Monday, September 7, 2009

How Much Should the Well, Caretaking Partner Share with the Ill Partner?

Here's a question that some comments caused me to ponder:

How much should the well, caretaking partner share with the ill partner?

The ill partner is suffering from body pain, or fevers, or headaches, or cancer, or from the side effects of treatments. He or she has had to give up full engagement with the world and can no longer do his/her old job or hop into a car to visit friends or go to the movies. Spontaneity has been derailed by the medication regimen. Freedom has been shrunk to fit within the boundaries set by the illness. And, as if this weren't enough, the ill partner is, understandably, depressed over his/her symptoms and limitations.

The well partner has assumed more and more of the couple's dealings with the outside world. He/she does the household chores, negotiates with the insurance company, oversees the kids, tries to stay on top of bills & budgets, and goes to work. And, as if this weren't enough, he/she also takes care of the ill partner. He/she helps the ill partner with the daily living activities the ill partner can no longer perform solo. This can include everything from monitoring medication to waking up 4 times a night to help the ill partner get to the commode.

The well partner is physically exhausted and emotionally bone dry. He/she is so busy every moment of the day that he/she can't stop to spare a tear for his/her own sorrow and worry. In those limited moments when there is a brief respite from the storm, he/she starts to feel choked by stress. It is a physical sensation -- as if all the air has been pulled from his/her lungs.

The well partner doesn't know how he/she can go on another minute and at the same time, he/she knows he/she will find the strength somewhere, some how, to continue. He/she doesn't talk to the ill partner about his/her depletion and anxiety because he/she is afraid the ill partner can't bear it -- that it would push the ill partner over some ill-defined edge into full bore breakdown.

This scenario may fit yours, or it may not. Whatever your circumstances are, I'd like to know:

If you are the well, caretaking partner, how much do you share with your ill partner about your situation? What are your choices based on?

If you are the ill partner, how much do you want to be protected from your well partner's state, and how much would you want him/her to share with you? What are your wishes based on?


Anonymous said...

There was a time, early in the illness, that I kept most things private. Fears, worries, stresses. But, since we've been at this for 10 years, I realized we were missing out on more and more "normal marriage intimacy" because of it. I began gently sharing, and was surprised when my husband could understand.

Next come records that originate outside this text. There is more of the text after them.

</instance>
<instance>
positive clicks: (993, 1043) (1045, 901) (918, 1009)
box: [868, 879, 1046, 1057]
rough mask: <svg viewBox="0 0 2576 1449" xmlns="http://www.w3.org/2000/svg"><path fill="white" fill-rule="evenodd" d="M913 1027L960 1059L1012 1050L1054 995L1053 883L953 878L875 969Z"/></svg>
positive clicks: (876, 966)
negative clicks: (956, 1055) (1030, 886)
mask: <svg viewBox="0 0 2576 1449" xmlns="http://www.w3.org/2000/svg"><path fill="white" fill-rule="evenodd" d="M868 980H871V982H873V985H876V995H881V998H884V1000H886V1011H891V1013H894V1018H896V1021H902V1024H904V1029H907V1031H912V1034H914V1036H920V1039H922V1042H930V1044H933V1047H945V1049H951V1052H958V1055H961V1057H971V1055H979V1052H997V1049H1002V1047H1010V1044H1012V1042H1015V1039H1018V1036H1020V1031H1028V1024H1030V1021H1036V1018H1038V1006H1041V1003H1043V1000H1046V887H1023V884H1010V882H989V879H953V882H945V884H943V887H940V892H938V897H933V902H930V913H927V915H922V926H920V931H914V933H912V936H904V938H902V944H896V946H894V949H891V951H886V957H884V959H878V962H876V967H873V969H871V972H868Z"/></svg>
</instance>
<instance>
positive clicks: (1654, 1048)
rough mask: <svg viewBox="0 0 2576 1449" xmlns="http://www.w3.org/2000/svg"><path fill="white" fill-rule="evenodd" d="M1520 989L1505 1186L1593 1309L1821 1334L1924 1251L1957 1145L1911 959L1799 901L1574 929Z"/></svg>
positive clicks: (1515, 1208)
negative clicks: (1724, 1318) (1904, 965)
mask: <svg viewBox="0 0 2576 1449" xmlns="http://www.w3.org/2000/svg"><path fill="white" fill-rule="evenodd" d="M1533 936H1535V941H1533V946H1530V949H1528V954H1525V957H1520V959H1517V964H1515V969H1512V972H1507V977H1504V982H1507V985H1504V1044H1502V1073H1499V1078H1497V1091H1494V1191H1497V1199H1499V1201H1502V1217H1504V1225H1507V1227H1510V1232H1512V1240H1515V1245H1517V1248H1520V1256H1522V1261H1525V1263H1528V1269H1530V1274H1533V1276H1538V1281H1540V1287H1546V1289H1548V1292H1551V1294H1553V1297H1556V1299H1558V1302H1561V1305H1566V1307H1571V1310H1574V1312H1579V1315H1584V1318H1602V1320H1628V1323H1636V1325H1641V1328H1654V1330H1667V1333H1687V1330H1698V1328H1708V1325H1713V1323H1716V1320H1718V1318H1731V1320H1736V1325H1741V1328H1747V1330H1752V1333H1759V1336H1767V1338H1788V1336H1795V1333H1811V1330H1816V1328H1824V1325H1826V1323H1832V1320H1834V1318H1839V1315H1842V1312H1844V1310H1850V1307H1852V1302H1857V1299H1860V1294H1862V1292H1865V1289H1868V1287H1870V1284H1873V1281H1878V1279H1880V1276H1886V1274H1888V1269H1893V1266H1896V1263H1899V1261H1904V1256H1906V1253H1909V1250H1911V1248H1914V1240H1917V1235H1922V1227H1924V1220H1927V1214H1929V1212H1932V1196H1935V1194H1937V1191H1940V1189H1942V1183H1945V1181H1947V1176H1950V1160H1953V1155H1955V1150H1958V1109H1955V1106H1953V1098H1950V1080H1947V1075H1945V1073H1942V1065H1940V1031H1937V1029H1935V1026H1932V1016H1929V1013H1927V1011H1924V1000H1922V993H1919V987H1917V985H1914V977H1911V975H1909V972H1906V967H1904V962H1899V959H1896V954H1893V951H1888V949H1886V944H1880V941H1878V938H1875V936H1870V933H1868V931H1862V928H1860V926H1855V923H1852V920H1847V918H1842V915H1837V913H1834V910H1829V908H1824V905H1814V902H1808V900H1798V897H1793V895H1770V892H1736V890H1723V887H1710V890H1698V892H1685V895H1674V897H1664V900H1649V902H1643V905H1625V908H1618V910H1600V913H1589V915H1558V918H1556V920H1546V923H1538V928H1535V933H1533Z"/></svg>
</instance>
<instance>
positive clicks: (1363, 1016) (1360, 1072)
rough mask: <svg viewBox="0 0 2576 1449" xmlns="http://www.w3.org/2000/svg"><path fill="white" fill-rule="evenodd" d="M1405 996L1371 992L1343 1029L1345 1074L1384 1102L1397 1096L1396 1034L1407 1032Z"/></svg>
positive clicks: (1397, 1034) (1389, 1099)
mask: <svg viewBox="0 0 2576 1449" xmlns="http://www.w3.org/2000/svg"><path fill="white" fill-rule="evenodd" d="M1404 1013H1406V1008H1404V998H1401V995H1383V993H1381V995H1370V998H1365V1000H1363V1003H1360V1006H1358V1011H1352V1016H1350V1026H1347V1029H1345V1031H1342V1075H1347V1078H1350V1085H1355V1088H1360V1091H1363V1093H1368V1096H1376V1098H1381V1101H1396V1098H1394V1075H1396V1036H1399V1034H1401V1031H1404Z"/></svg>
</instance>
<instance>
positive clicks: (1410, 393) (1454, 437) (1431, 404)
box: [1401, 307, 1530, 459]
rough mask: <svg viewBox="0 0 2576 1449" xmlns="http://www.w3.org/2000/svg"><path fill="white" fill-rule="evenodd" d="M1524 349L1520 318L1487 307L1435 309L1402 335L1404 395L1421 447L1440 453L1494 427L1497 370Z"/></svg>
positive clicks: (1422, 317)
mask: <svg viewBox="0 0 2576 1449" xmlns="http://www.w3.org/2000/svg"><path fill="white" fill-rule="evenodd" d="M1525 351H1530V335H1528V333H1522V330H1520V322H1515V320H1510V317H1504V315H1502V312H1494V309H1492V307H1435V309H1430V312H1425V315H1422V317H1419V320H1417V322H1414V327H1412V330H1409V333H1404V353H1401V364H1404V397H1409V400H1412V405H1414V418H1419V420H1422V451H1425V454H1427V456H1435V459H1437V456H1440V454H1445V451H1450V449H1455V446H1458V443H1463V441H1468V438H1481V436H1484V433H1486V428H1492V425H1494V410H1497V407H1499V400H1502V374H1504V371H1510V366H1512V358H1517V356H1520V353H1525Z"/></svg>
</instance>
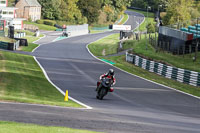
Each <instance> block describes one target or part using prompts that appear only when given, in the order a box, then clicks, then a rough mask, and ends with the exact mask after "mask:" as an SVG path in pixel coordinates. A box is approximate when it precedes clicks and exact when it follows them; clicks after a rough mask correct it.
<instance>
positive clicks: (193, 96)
mask: <svg viewBox="0 0 200 133" xmlns="http://www.w3.org/2000/svg"><path fill="white" fill-rule="evenodd" d="M103 38H105V37H102V38H100V39H98V40H96V41H99V40H101V39H103ZM96 41H94V42H96ZM94 42H91V43H89V44H87V46H86V48H87V50H88V52H89V53H90V54H91V55H92V56H93V57H94V58H95V59H97V60H99V61H101V62H104V63H106V64H108V65H110V66H113V65H112V64H109V63H107V62H105V61H102V60H100V59H99V58H97V57H96V56H94V55H93V54H92V53H91V52H90V50H89V48H88V46H89V45H90V44H92V43H94ZM113 67H115V68H117V69H119V70H121V71H123V72H125V73H127V74H130V75H132V76H135V77H138V78H141V79H143V80H146V81H148V82H151V83H154V84H157V85H160V86H163V87H166V88H168V89H171V90H174V91H177V92H180V93H182V94H185V95H188V96H191V97H194V98H197V99H200V97H197V96H194V95H192V94H189V93H186V92H183V91H180V90H177V89H175V88H172V87H169V86H166V85H163V84H160V83H157V82H154V81H151V80H148V79H145V78H143V77H140V76H137V75H134V74H132V73H129V72H127V71H125V70H123V69H121V68H118V67H116V66H113Z"/></svg>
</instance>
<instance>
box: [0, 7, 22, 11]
mask: <svg viewBox="0 0 200 133" xmlns="http://www.w3.org/2000/svg"><path fill="white" fill-rule="evenodd" d="M16 9H18V8H16V7H0V10H16Z"/></svg>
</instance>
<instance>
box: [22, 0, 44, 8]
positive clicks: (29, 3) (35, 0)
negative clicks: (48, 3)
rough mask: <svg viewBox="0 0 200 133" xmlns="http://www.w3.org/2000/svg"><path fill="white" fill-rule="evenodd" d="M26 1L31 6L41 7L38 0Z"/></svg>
mask: <svg viewBox="0 0 200 133" xmlns="http://www.w3.org/2000/svg"><path fill="white" fill-rule="evenodd" d="M25 1H26V2H27V3H28V5H29V6H40V7H41V5H40V4H39V3H38V1H37V0H25Z"/></svg>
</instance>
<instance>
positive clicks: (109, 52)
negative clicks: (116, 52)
mask: <svg viewBox="0 0 200 133" xmlns="http://www.w3.org/2000/svg"><path fill="white" fill-rule="evenodd" d="M118 41H119V34H113V35H110V36H107V37H105V38H104V39H101V40H99V41H96V42H94V43H92V45H89V46H88V47H89V49H90V51H91V52H92V53H93V54H94V55H95V56H103V55H108V54H114V53H116V52H117V48H118Z"/></svg>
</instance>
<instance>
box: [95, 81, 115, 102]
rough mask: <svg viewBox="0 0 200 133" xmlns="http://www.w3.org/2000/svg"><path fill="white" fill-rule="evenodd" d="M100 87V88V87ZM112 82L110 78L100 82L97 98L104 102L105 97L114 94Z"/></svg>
mask: <svg viewBox="0 0 200 133" xmlns="http://www.w3.org/2000/svg"><path fill="white" fill-rule="evenodd" d="M99 86H100V87H99ZM111 86H112V80H111V79H109V78H102V79H101V81H100V82H98V83H97V87H98V90H97V96H96V98H97V99H99V100H102V99H103V97H104V96H106V95H107V93H108V92H113V88H111Z"/></svg>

It's helped us reclaim some aspects of the marriage relationship. We've all been robbed of so much.....none of us can get through it alone, and keeping things from him was killing me. We will never go out to dinner, make love, walk hand in hand (he is bedbound at home), but he is still my life partner and best friend. Sure, things have changed. Do I share EVERYTHING?? No, but I think we all keep some small secret thoughts and feelings to ourselves, healthy or ill. Maybe that's part of what keeps us separate beings while still being one. I have found that NOT talking often breeds imaginations running WILD. Sharing has kept our relationship close in spite of the very difficult realities of disabling, progressive chronic illness.

Daphne said...

This post spoke to me today, when I'm having a very hard time with my partner once again bedbound and depression creeping in. I fight off my own despair and longing for something resembling a normal life and choke down my envy at others' ability to do things like grocery shop together, or even (imagine!) go away for a weekend.

I don't share much of my own despair because I find it compounds hers, and that is even MORE difficult for me. I know that sharing is better... but sometimes I wonder. Maybe I should just share with a friend, not my partner. I do think it's too difficult for her to bear it when I'm feeling so stressed, worried, scared, disappointed, angry, tired and fed up. She really truly doesn't want to hear all that.

And yet I listen to her depression.

Bad day. Sorry. Glad I found this blog.

Barbara K. said...

Anonymous and Debbie - thank you for your honest comments. This is such a difficult area, and I don't think there is any right way to do it. I do think that the load a caregiver carries is big and complicated, and the emotions that go with it do need expression, somewhere.

The habit my partner and I developed is for him to tell me he has some things to share and ask if this is a good time to do it. On better days, I am happy to hear about his experiences and emotions. It helps me feel like I am giving back to him a bit of what he gives to me.

Anonymous said...

It's even harder when your partner suffers from a mental illness. When I have reached my limit with my husband's negativity and distorted perceptions, I try to choose my words carefully and tell him, "No more, please. I can't handle it."